As of recently, the Nationals still felt the Marlins were asking for an exorbitant return for Realmuto. Perhaps that will not change, and they do not seem to be counting on a deal coming together. If a deal does materialize, the Nationals remain flexible enough to pounce. If it doesn’t, they are well-positioned to pursue catching talent on the free agent market — and are all but guaranteed to get more production from their catchers next season, regardless of who joins Suzuki on the roster. Wieters, Severino and Kieboom combined for 12 home runs and 58 RBI in 627 plate appearances last season. Suzuki, in his 12th major league season, finished with 12 home runs and 50 RBI in just 388 plate appearances.

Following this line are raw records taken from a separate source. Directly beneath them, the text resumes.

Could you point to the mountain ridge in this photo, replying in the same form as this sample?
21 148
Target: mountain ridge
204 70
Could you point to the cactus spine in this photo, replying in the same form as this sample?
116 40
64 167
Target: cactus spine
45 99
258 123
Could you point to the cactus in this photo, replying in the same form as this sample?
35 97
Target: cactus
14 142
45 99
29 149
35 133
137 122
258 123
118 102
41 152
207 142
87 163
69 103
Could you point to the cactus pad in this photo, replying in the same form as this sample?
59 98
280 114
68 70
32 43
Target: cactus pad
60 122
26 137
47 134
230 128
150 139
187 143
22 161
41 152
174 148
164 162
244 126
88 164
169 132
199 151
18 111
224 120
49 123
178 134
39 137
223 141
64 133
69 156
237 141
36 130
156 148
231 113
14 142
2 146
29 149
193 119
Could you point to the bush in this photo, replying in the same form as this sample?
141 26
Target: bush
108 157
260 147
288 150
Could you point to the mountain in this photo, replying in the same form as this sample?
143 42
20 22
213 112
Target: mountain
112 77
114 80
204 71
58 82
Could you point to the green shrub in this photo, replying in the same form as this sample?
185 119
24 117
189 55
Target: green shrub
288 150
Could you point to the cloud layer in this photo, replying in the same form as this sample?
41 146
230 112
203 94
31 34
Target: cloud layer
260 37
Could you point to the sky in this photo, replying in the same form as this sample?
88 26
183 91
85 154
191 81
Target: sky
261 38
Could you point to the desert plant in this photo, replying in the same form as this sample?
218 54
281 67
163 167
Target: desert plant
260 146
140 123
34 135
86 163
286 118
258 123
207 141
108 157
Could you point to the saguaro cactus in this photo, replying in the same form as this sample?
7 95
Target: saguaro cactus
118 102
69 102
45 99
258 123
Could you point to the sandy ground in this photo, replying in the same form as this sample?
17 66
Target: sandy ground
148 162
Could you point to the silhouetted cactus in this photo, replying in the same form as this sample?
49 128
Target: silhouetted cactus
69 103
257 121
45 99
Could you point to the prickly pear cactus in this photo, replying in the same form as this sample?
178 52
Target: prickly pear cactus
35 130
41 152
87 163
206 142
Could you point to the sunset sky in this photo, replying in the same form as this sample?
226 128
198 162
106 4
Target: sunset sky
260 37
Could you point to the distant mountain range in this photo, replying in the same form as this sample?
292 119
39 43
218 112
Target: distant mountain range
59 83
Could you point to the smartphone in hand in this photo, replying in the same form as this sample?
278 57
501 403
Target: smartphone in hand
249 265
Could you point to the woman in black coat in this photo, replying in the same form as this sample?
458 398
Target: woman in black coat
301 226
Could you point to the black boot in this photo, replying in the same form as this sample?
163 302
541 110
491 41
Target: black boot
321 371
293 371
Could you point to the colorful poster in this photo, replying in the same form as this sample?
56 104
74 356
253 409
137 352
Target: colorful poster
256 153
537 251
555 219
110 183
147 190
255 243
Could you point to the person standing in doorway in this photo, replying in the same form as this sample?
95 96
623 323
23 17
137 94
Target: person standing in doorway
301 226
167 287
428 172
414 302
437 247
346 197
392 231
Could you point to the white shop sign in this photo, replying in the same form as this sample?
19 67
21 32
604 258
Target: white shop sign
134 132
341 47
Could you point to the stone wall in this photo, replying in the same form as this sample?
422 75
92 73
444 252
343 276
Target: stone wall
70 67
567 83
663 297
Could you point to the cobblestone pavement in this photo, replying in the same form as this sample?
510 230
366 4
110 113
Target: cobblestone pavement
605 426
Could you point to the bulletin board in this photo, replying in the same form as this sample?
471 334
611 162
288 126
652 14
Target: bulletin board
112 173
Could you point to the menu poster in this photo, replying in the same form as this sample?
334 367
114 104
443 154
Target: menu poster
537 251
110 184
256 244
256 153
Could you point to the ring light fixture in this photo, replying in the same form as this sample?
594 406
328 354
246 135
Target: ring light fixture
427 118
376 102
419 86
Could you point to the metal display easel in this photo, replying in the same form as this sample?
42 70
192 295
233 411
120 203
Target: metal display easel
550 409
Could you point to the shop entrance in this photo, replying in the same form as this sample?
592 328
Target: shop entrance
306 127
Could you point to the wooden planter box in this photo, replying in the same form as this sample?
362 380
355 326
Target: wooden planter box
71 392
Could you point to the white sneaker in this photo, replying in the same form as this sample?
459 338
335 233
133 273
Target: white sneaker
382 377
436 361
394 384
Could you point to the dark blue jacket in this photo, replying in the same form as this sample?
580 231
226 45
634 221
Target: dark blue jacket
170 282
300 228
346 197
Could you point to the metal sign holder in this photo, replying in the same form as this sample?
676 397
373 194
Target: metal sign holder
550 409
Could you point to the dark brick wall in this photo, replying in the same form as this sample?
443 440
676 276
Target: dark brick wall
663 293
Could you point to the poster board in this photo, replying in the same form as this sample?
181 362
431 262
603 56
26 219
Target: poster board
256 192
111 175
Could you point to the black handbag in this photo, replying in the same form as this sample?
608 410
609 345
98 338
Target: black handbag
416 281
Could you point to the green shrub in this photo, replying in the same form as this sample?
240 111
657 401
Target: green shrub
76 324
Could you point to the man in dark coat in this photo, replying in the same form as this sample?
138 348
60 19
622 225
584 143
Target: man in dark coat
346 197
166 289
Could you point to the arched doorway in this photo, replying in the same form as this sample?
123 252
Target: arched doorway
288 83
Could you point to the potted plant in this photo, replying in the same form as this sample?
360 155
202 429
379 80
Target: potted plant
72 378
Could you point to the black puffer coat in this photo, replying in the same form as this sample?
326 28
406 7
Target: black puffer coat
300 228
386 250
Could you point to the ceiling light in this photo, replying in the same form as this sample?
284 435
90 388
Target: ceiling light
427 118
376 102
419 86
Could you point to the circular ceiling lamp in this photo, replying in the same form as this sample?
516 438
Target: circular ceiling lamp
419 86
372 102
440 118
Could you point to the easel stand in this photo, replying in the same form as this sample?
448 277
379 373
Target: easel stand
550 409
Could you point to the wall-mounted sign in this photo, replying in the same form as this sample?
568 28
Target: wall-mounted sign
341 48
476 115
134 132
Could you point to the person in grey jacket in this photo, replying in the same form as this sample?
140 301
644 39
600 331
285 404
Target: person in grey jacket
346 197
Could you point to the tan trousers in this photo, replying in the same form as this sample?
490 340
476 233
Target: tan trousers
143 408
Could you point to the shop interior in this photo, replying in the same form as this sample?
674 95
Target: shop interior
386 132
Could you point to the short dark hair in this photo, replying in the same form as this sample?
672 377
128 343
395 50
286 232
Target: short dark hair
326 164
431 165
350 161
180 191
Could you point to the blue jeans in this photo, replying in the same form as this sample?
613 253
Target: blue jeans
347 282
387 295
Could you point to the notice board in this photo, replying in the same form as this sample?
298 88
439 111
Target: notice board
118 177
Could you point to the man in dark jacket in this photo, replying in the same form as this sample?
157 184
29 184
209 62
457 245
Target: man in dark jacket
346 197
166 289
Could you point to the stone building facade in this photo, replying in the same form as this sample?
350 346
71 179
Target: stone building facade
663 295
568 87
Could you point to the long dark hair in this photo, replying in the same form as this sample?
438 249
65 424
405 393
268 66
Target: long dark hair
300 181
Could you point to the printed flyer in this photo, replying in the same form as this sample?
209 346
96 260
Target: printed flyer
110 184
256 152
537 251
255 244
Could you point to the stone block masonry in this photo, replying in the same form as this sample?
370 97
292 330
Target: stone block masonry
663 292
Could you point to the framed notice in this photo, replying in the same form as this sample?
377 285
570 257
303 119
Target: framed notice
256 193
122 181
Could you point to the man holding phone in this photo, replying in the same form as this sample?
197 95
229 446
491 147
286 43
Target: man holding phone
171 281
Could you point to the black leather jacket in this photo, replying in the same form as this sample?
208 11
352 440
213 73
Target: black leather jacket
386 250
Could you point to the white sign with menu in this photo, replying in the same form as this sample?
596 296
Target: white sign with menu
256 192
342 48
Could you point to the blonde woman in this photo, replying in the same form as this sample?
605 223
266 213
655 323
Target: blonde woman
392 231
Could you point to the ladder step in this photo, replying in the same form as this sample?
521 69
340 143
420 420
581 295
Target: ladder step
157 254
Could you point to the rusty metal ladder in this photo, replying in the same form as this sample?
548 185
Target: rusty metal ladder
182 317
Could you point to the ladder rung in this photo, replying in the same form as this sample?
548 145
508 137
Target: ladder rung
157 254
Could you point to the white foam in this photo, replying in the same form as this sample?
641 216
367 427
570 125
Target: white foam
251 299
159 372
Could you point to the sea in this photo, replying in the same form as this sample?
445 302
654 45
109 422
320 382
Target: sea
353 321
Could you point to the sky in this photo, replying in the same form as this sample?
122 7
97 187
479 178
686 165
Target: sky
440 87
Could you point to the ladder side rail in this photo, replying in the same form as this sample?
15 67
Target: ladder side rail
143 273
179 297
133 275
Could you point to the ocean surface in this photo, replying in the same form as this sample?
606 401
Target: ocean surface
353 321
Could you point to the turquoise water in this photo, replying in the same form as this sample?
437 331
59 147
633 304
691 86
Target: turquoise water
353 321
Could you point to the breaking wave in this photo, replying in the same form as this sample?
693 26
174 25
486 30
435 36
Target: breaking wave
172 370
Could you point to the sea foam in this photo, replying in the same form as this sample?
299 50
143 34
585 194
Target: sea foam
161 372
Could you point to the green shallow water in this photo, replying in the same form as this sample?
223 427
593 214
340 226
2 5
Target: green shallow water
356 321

“Honestly, I have no idea, just being honest,” Suzuki said of how he’s been able to increase offensive production in the back half of his career. “Obviously, I started my career off doing pretty well and then kind of hit a little slump. And then the last two years at age 33 and 34, kind of had like a renaissance I guess. And I really haven’t changed much. I go out there and I don’t really think about launch angle and all these analytical things. I go out there and I just try to do some damage.”
Suzuki was offered a deal to stay in Atlanta, he noted Tuesday, but wanted to see what his value would be in the free agent market. That landed him with a club he believes could compete for a World Series — an extra important incentive for a veteran who has never made it past the first round of the playoffs — and he did not make it seem like he was guaranteed a full-time starting role during negotiations with the Nationals. He was simply offered a chance to contribute, whatever that looks like once the 2019 roster takes shape, and feels he could shoulder a heavy load or produce in a more limited role.
That’s all he wanted, and all he needed to hear.
“I think at this point of my career, I got no ego. I’ve never had an ego,” Suzuki said. “It was just the point where [Rizzo] said I’m their guy, whether I’m a guy that’s going to catch 50 games or I’m a guy that’s going to catch 120 games. He made it clear that he is going to bring me in to help the team win. And that’s the bottom line.”